Abandonner l’idéalisme qui nous fait nous penser comme des acteurs moraux déconnectés de tout contexte social, économique et politique n’est pas une manière de renoncer à notre responsabilité individuelle pour se cacher derrière l’anonymat des déterminismes sociaux. Ce n’est pas de valeurs dont nous manquons pour être responsable mais de rattachement. Ainsi que l’écrit le collectif écologiste Dispositions : « Toute puissance est inséparable d’un pouvoir d’être affecté ». Accepter l’ancrage concret de nos choix, accepter que l’on n’est pas pour ou contre l’euthanasie ou la GPA, indépendamment de notre situation concrète, n’est pas renoncer à notre tâche morale mais au contraire l’assumer pleinement. S’accepter affecté et déterminé par une multitude de rattachements et de liens, c’est pouvoir se lever contre l’injustice non plus seul mais porté par un tissu de relations ; c’est sortir de l’impasse des conceptions individuelles et moralistes de la politique et prendre au sérieux l’enjeu de recomposition collective et sociale du monde. Plutôt que d’entrer en politique par les questions de morale sexuelle, familiale ou bioéthique, il nous faut y entrer par une réflexion sur le monde dont elles sont solidaires. Un programme politique remettant radicalement en cause les logiques marchandes qui structurent notre monde sera bien plus efficace pour protéger la vie « de sa conception à sa mort naturelle », comme on dit dans le jargon catho, qu’un énième programme de libéral-conservateur jouant la carte pro-vie tout en détruisant constamment les conditions même d’une vie digne dans l’intervalle entre la naissance et la mort.

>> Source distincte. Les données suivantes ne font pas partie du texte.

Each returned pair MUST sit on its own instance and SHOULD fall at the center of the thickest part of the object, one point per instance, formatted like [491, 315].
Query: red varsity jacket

La bioéthique n’existe pas

Plus radicalement encore, il nous semble que l’idée même de « bioéthique » soit contestable. Ivan Illich, chrétien et pionnier de l’écologie, a très tôt perçu que la bioéthique accompagnait comme son ombre l’emprise de la technique et du marché sur nos existences. En focalisant notre attention sur les usages de telle ou telle innovation technique, la bioéthique nous rend en réalité parfaitement aveugle face aux logiques de fond qui sont à l’œuvre et dont le technocapitalisme détermine lui-même nos usages. Penser moralement la technique, c’est en effet supposer sa neutralité morale et focaliser toute notre attention sur l’usage individuel qui en est fait, comme si tout dépendait de l’intention morale des usagers. Or, loin d’être neutres, les techniques structurent notre monde. Les OGM ne sont pas seulement un moyen neutre permettant, au choix, d’enrichir les actionnaires de Bayer-Monsanto ou de résoudre le problème de la faim dans le monde ; ils structurent un monde et déterminent un certain rapport à la vie. C’est donc politiquement, comme configuration de nos existences collectives et non moralement comme utilisation à des fins nobles ou non, qu’il faut les penser. Ce que la bioéthique ne voit pas, c’est la logique de fond qui soumet de plus en plus les vies à l’hétéro-régulation. Le problème n’est pas spécifiquement celui de la PMA , de la GPA ou de l’euthanasie, mais bien celui d’un système global dans lequel, de la conception à la mort (c’est-à-dire non seulement à la conception et à la mort mais aussi entre les deux!), l’existence humaine est soumise à l’expertise de l’institution médicale elle-même chargée d’assurer la compétitivité marchande de nos corps.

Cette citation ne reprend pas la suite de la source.